Wang Xueqin, Jiang Yunlu, Huang Mian, Zhang Heping
Department of Statistical Science, School of Mathematics and Computational Science, Sun Yat-Sen University, Guangzhou, 510275, China; and Zhongshan School of Medicine, Sun Yat-Sen University, Guangzhou, 510080, China; and Xinhua College, Sun Yat-Sen University, Guangzhou, 510520, China.
J Am Stat Assoc. 2013 Apr 1;108(502):632-643. doi: 10.1080/01621459.2013.766613.
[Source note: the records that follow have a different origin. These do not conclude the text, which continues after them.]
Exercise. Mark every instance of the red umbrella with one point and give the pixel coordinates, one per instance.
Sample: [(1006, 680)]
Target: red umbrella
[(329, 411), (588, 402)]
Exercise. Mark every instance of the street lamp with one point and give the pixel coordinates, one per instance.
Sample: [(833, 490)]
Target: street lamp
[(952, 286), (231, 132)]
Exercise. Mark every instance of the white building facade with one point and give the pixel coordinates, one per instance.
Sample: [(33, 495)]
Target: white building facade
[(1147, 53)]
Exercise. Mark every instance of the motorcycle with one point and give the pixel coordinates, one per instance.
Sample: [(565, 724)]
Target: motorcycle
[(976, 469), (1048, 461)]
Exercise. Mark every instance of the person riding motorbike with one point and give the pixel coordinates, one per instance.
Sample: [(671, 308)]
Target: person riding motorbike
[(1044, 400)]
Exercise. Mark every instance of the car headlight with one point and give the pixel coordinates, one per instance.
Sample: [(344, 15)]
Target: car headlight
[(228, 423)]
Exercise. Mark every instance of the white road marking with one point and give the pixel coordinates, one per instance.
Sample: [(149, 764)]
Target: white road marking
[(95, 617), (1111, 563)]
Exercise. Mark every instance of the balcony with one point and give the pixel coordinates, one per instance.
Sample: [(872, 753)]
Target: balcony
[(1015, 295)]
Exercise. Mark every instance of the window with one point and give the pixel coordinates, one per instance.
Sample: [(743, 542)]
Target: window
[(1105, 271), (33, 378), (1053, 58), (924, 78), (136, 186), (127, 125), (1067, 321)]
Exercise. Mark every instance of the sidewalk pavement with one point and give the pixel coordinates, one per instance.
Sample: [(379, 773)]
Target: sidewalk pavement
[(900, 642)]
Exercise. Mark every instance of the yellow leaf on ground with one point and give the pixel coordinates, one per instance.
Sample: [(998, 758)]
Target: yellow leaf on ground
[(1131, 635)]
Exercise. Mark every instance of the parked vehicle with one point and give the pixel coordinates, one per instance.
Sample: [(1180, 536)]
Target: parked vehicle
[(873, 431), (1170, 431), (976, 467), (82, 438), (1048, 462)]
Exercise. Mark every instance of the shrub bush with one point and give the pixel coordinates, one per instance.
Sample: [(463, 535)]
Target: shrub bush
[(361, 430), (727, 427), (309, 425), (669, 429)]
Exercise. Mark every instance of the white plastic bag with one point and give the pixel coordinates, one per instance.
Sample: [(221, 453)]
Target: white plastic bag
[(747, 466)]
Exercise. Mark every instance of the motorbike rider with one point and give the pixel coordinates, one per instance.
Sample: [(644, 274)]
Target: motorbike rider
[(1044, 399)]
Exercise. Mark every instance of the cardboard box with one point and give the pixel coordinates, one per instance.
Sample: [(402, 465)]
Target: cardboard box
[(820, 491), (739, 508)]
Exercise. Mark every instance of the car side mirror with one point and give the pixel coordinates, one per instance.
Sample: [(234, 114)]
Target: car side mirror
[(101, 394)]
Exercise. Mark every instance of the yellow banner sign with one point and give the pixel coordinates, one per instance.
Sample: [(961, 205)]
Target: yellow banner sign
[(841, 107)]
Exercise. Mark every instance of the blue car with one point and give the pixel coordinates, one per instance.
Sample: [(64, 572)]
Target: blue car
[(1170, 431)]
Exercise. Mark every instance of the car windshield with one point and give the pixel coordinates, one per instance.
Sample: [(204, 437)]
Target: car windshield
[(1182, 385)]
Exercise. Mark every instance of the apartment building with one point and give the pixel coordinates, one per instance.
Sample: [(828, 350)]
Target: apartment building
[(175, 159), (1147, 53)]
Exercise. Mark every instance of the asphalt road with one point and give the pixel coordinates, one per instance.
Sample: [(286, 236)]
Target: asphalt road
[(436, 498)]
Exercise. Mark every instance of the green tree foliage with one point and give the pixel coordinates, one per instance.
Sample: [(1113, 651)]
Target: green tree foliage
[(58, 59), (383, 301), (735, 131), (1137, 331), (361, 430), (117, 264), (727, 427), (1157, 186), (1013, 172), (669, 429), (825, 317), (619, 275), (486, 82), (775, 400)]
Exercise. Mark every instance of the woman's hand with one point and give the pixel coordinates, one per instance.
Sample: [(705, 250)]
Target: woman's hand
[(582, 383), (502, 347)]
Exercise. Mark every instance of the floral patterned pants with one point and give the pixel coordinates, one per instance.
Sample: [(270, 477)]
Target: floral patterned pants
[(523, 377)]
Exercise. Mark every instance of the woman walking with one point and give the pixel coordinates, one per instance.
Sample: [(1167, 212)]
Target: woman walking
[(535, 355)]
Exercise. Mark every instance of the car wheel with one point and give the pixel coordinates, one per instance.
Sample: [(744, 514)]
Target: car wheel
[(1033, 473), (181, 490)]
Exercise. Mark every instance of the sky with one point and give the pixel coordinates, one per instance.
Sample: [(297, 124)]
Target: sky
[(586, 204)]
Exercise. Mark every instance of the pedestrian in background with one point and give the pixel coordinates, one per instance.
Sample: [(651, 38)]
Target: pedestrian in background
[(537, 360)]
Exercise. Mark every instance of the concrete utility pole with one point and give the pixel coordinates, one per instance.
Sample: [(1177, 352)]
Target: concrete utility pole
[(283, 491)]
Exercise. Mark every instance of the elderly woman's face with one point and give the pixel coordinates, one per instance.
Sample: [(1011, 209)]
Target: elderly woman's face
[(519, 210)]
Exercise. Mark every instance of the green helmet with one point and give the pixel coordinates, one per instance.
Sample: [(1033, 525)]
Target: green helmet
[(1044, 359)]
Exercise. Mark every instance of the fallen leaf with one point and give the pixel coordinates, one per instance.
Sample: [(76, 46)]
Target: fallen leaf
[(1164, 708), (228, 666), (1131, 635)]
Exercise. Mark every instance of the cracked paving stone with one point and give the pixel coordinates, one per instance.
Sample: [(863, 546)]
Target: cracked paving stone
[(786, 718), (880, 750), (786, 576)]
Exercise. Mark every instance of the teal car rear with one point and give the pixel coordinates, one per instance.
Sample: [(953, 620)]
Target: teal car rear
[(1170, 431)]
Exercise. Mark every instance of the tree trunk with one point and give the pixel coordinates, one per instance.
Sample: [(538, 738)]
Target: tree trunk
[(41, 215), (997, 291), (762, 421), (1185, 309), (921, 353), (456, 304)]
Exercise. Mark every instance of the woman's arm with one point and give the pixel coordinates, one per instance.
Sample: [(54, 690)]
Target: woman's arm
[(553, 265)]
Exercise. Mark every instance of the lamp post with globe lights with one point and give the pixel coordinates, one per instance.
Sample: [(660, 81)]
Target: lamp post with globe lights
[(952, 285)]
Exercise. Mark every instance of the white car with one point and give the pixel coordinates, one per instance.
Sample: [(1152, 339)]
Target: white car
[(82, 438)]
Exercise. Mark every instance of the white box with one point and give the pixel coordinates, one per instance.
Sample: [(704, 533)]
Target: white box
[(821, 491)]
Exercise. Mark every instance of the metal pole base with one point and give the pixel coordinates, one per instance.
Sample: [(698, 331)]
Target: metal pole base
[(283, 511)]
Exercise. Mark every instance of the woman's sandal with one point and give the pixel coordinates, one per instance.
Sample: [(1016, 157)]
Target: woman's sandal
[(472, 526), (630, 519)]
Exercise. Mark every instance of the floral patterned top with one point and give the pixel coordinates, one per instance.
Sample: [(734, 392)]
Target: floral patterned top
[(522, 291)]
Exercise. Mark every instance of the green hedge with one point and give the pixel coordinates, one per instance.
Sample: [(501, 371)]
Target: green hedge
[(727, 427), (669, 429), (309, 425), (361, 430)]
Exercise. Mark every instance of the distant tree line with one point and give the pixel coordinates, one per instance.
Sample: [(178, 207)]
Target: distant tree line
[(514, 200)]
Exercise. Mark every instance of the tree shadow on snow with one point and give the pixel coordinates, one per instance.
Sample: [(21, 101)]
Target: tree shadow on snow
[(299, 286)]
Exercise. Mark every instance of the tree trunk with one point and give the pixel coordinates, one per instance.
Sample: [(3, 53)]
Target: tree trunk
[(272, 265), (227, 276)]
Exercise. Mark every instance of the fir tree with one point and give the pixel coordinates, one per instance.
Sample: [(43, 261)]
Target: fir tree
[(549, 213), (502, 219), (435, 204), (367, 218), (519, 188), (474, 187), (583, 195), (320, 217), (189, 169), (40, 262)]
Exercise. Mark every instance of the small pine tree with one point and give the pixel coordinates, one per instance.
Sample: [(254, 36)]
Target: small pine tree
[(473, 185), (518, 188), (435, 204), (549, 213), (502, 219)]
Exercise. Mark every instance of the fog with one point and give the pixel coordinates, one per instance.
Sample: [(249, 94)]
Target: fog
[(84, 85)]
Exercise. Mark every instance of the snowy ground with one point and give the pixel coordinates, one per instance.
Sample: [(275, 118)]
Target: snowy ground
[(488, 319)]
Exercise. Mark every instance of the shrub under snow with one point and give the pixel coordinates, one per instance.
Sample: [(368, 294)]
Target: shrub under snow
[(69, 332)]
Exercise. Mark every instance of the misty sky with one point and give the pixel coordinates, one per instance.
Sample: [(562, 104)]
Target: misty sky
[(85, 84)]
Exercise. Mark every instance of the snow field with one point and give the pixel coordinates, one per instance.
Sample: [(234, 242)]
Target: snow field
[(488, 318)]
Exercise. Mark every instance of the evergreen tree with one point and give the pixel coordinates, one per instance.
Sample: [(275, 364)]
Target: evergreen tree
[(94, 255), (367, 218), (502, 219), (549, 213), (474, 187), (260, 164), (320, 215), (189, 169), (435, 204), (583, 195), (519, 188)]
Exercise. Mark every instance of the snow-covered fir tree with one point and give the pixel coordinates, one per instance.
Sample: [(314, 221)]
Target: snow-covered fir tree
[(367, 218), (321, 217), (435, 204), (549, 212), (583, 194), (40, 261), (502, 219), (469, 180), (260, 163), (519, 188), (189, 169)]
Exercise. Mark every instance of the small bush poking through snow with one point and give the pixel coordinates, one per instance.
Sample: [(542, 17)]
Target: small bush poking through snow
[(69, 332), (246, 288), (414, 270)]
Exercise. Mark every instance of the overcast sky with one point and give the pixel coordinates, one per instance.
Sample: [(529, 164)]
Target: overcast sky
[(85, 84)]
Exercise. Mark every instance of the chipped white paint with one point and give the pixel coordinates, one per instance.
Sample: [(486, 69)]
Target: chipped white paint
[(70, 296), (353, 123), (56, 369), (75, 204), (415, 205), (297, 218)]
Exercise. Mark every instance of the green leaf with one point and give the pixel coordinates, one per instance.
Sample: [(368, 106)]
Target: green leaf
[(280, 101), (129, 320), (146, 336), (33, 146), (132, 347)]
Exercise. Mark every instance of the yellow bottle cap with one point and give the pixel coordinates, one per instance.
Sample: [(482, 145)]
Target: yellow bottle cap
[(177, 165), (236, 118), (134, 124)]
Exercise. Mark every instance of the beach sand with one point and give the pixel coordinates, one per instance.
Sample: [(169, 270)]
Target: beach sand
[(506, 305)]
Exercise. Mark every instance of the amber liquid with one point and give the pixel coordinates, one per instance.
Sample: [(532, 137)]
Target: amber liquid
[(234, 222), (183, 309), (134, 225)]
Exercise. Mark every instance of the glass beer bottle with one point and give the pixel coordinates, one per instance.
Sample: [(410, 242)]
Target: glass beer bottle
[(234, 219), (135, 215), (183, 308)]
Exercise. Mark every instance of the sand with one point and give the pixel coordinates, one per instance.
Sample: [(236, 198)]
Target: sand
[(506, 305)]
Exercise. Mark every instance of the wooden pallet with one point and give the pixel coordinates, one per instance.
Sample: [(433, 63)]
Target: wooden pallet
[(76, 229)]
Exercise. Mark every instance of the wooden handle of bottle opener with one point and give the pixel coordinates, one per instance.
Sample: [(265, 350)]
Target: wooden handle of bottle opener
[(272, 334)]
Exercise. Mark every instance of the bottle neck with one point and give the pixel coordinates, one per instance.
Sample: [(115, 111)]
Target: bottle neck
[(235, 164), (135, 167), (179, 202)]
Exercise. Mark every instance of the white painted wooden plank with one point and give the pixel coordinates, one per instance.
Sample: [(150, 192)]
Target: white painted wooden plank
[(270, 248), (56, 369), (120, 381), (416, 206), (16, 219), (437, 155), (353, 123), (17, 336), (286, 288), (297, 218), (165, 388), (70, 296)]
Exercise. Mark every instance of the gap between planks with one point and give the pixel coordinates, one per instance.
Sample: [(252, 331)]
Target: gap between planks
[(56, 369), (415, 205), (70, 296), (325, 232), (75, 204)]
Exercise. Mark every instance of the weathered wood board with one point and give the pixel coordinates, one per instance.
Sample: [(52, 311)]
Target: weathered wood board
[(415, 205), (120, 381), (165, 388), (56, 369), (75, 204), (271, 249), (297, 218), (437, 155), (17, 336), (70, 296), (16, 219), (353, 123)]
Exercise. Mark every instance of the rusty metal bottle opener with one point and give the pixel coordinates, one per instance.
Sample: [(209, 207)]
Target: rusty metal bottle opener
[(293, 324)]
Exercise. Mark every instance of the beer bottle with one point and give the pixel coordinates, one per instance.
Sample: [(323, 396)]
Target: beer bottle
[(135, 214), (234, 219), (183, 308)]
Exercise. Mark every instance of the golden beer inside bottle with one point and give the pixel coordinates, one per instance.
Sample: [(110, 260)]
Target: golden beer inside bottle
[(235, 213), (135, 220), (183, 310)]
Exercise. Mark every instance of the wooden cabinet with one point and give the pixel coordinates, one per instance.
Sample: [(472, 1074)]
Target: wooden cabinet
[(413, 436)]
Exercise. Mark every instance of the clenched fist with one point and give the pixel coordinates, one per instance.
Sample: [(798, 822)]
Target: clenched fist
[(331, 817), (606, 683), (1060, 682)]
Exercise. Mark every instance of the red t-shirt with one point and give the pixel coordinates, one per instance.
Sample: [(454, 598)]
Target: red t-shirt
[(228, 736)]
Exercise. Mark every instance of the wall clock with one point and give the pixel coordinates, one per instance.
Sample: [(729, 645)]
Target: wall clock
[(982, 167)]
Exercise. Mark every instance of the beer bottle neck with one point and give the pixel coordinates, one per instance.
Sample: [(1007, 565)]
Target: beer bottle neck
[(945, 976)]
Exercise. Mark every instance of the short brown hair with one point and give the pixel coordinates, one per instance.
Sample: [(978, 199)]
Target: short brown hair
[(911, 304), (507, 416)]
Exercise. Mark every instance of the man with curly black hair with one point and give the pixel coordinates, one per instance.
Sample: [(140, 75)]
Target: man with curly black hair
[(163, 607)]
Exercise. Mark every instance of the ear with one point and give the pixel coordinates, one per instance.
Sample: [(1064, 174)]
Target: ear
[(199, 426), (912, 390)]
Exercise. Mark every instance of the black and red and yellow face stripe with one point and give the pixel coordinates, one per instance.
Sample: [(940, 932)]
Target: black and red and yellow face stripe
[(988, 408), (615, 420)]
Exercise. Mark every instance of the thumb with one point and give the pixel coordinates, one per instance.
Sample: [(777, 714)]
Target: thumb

Robust variable selection procedures through penalized regression have been gaining increased attention in the literature. They can be used to perform variable selection and are expected to yield robust estimates. However, to the best of our knowledge, the robustness of those penalized regression procedures has not been well characterized. In this paper, we propose a class of penalized robust regression estimators based on exponential squared loss. The motivation for this new procedure is that it enables us to characterize its robustness that has not been done for the existing procedures, while its performance is near optimal and superior to some recently developed methods. Specifically, under defined regularity conditions, our estimators are [Formula: see text] and possess the oracle property. Importantly, we show that our estimators can achieve the highest asymptotic breakdown point of 1/2 and that their influence functions are bounded with respect to the outliers in either the response or the covariate domain. We performed simulation studies to compare our proposed method with some recent methods, using the oracle method as the benchmark. We consider common sources of influential points. Our simulation studies reveal that our proposed method performs similarly to the oracle method in terms of the model error and the positive selection rate even in the presence of influential points. In contrast, other existing procedures have a much lower non-causal selection rate. Furthermore, we re-analyze the Boston Housing Price Dataset and the Plasma Beta-Carotene Level Dataset that are commonly used examples for regression diagnostics of influential points. Our analysis unravels the discrepancies of using our robust method versus the other penalized regression method, underscoring the importance of developing and applying robust penalized regression methods.
通过惩罚回归进行稳健变量选择的方法在文献中越来越受到关注。它们可用于进行变量选择,并有望产生稳健的估计。然而,据我们所知,这些惩罚回归方法的稳健性尚未得到很好的刻画。在本文中,我们提出了一类基于指数平方损失的惩罚稳健回归估计器。这种新方法的动机是,它使我们能够刻画其稳健性,而这是现有方法尚未做到的,同时其性能接近最优,且优于一些最近开发的方法。具体而言,在定义的正则条件下,我们的估计器是[公式:见原文],并具有神谕性质。重要的是,我们表明我们的估计器可以达到最高的渐近崩溃点1/2,并且它们的影响函数相对于响应或协变量域中的异常值是有界的。我们进行了模拟研究,以我们提出的方法与一些最近的方法进行比较,以神谕方法作为基准。我们考虑了有影响点的常见来源。我们的模拟研究表明,即使在存在有影响点的情况下,我们提出的方法在模型误差和正选择率方面的表现与神谕方法相似。相比之下,其他现有方法的非因果选择率要低得多。此外,我们重新分析了波士顿房价数据集和血浆β-胡萝卜素水平数据集,这两个数据集是用于有影响点回归诊断的常用示例。我们的分析揭示了使用我们的稳健方法与其他惩罚回归方法之间的差异,强调了开发和应用稳健惩罚回归方法的重要性。